Von Dr. Oliver Everling | 22.April 2016

In einer Zeit, in der immer weniger Menschen das Schengener Abkommen oder den Euro mit der Idee Europas gleichsetzen, sind grundsätzliche Überlegungen zur Identität Europas willkommen. So auch das Buch von Rolf Bergmeier, der sich bemüht, einen insbesondere in Deutschland und den frankophonen Ländern gepflegten Mythos aufzuräume: Karl der Große gilt als prägende Persönlichkeit der europäischen Geschichte und wird von Historikern daher auch als „Zierde des Erdkreises“ oder „Vater Europas“ gepriesen. Aber ist er diesem Ruf wirklich gerecht geworden? Dieser Frage geht Bergmeier in seinem aktuellen Buch nach.

Der studierte Philosoph und Althistoriker Rolf Bergmeier will in seinem Buch „Karl der Große. Die Korrektur eines Mythos“ (Tectum Verlag) zeigen: Karls Denken und Handeln stehen in krassem Gegensatz zu allem, was Europa Gesicht und Farbe verleiht. Rolf Bergmeier räumt auf mit falschen Idealisierungen und unterzieht den Mythos Karl der Große einer Korrektur.

Bergmeier zeichnet den Rahmen des Handelns von Karl dem Großen nach, nämlich das antike und mittelalterliche Sozialmilieu, sowie die Antike des „Mäzenatenparadies“. Zur Jahrtausendwende wurde das katholische Christentum zur Staatskirche. Bergmeier fügt das Wirken von Karl dem Großen in einen größeren Kontext, indem er auf das das verschwiegene Religionschaos im 4. Jahrhundert und die Bischöfe als neuer Führungsschicht zu sprechen kommt. „Mundus vult decipi“ – Die Welt will betrogen werden, glaubt Bergmeier und sieht dies in Bildung, Wissenschaft und bei Gelehrten in der Karl-Literatur bestätigt.

Karls Hof und sein Wirken, die „Hofakademie“, das klösterliche Schulsystem, speziell auch das Wesen der fränkischen Klosterschulen unterzieht Bergmeier einer kritischen Untersuchung mit der Folgerung, dass Klosterschulen sind keine Volkshochschulen waren, sondern Teil eines Systems zur Machtentfaltung.
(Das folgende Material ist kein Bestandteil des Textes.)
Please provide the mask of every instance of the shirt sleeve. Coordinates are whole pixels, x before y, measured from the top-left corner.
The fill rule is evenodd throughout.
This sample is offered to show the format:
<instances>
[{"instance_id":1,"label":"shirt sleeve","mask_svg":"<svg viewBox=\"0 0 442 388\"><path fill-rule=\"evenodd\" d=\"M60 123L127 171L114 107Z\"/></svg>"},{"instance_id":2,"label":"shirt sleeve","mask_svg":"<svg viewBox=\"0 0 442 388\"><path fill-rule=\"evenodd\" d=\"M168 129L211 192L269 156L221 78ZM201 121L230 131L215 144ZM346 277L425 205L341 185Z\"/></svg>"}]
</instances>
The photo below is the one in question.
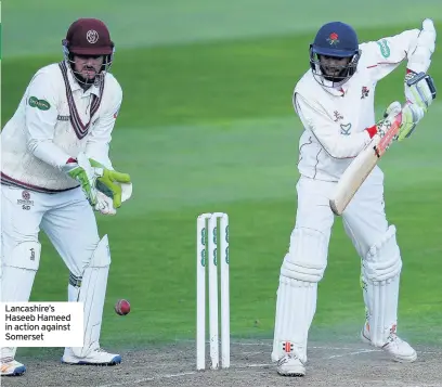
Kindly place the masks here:
<instances>
[{"instance_id":1,"label":"shirt sleeve","mask_svg":"<svg viewBox=\"0 0 442 388\"><path fill-rule=\"evenodd\" d=\"M364 66L369 69L374 81L382 79L411 57L416 49L419 31L419 29L411 29L361 44L362 55L365 56Z\"/></svg>"},{"instance_id":2,"label":"shirt sleeve","mask_svg":"<svg viewBox=\"0 0 442 388\"><path fill-rule=\"evenodd\" d=\"M304 128L314 134L322 147L334 158L355 157L370 142L370 135L365 130L342 134L337 122L299 93L294 95L294 105Z\"/></svg>"},{"instance_id":3,"label":"shirt sleeve","mask_svg":"<svg viewBox=\"0 0 442 388\"><path fill-rule=\"evenodd\" d=\"M114 130L121 102L122 90L117 83L116 90L112 91L112 100L107 106L103 107L99 120L93 126L92 131L86 144L86 154L88 157L99 161L107 169L114 169L109 159L109 144L112 141L112 131Z\"/></svg>"},{"instance_id":4,"label":"shirt sleeve","mask_svg":"<svg viewBox=\"0 0 442 388\"><path fill-rule=\"evenodd\" d=\"M53 143L58 115L56 104L56 88L50 75L37 74L30 81L26 93L27 148L37 158L61 169L70 155Z\"/></svg>"}]
</instances>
Bei Bergmeier erfährt man manches über die Klosterbibliotheken, Kataloge und Verzeichnisse mittelalterlicher Klosterbibliotheken, Karls Hofbibliothek, Karolingische Buchkunst und wie die Klosterbibliotheken im Schatten antiker und arabischer Sammlungen zu sehen sind, wie auch Karolingische Architektur im Vergleich zu den Errungenschaften der Antike.

Der Leser erfährt, wie die fränkische Wirtschaftsverfassung von Karls feudalem Gesellschaftsmodell einer feudalen Ordnung geprägt war mit einem großen Gewinner, nämlich der Kirche. Der Analphabet reformiert Sprache und Schrift und fördert Latein als Kirchensprache, Herrschaftssprache und Ausschlusssprache.

„Wie in aller Welt kann man Karl zum ‚Vater Europas‘ machen?“ Das fragt Bergmeier und zieht die „Ehre“ des Karlspreises in Frage. Bergmeier bestreitet nicht die große Bedeutung von Karl dem Großen für die Geschichte Europas. Karl der Große habe zweifellos seinen Anteil an der Errichtung eines christlichen Staates, denn „Karls Handwerk ist der Krieg“, wie Bergmeier schreibt. Ohne Karl dem Großen würde die katholische Kirche möglicherweise nicht heute noch über eines der größten Vermögen der Welt verfügen und hätte sich das Christentum sicherlich nicht derart in Europa verbreitet, so dass es noch heute Quell religiöser, politischer und sozialer Auseinandersetzungen bleibt.